Genome-scale expression data has proven ability to characterize the complex biological diversity in tumors or cells lines (
Bild et al., 2006b;
Segal et al., 2004). Multiple studies have shown that the activity of a pathway, such as amplification of MYC or mutation in RAF, leads to distinctive patterns in the expression of genes--the expression signatures of the pathways (
Adler et al., 2006;
Solit et al., 2006). Even pathways that operate primarily through post-translational mechanisms such as phosphorylation cascades leave recognizable gene expression signatures (
Bild et al., 2006a;
Huang et al., 2003;
Sweet-Cordero et al., 2005). For these pathways, the genes in the signatures reflect the downstream transcriptional consequences of protein-level regulation; while those genes may not coincide with the ones in the primary cascades, they nevertheless provide measures of upstream pathway activity. This suggests that the complexity of pathway machinery is reflected in the complexity of the expression data; we then need analysis methods to deconvolute this complexity and identify contributions of fundamental pathway modules.
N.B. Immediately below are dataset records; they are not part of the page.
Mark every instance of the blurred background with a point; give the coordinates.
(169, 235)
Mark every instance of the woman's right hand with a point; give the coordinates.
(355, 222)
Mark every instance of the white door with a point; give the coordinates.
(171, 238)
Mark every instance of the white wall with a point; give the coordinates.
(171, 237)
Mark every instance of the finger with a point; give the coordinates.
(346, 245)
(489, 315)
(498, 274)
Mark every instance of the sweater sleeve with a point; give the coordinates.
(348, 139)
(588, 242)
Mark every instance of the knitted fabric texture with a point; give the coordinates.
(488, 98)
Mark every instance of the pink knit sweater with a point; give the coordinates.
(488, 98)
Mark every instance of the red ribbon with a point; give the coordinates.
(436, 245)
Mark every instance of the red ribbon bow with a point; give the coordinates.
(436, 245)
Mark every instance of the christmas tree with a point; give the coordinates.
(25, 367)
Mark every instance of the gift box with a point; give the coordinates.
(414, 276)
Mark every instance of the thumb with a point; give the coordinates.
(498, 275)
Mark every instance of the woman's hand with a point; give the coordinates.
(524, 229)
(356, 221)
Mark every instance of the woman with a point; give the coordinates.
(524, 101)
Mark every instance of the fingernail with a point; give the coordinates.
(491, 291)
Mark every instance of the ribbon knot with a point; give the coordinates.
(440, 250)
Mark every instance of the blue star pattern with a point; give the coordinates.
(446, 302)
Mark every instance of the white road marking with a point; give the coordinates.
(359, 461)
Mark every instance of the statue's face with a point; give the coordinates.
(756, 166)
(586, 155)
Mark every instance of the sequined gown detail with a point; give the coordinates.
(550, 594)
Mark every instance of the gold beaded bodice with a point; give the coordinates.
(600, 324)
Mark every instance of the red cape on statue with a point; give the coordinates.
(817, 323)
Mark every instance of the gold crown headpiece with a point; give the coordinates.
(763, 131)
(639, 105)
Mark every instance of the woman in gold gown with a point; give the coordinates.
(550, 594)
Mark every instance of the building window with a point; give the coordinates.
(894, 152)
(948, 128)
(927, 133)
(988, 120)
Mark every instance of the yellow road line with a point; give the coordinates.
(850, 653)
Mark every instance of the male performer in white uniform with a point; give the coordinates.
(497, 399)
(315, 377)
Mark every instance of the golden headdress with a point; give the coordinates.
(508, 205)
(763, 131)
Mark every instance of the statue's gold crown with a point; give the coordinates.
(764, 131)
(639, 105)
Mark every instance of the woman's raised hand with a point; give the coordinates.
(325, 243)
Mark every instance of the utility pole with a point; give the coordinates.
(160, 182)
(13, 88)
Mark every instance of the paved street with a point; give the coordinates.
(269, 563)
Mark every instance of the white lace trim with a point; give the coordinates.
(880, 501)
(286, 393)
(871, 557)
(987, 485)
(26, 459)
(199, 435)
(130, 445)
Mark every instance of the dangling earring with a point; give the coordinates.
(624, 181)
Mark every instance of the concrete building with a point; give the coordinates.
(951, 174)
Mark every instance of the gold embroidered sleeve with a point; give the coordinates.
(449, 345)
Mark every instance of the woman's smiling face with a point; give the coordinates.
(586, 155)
To address this central question of deciphering pathway complexity, we have developed an approach to deconstruct pathways into underlying modules based on structure observed in gene expression profiles (
Bild et al., 2006a;
Lamb et al., 2006). Our approach builds on statistical factor analysis methods (
Brunet et al., 2004;
Carvalho et al., 2008;
Lucas et al., 2006;
Seo et al., 2007). By centering the analysis on the genes in a pathway, this analysis produces a set of pathway-related
signatures that we hypothesize represent the activities of the modules of the pathway. To exemplify and test the approach, we deconstruct the Ras signaling and E2F transcriptional regulatory pathways to reveal a series of module signatures that can predict drug sensitivity and dissect clinical outcomes in practically meaningful ways. This generates a deeper understanding of the complexity of pathway function by elucidating the modules reflected in natural variability of genomic expression structure. The analysis also leads to opportunity for therapeutic advances through the identification and characterization of clinically relevant pathway modules that may now be more specifically targeted with drugs.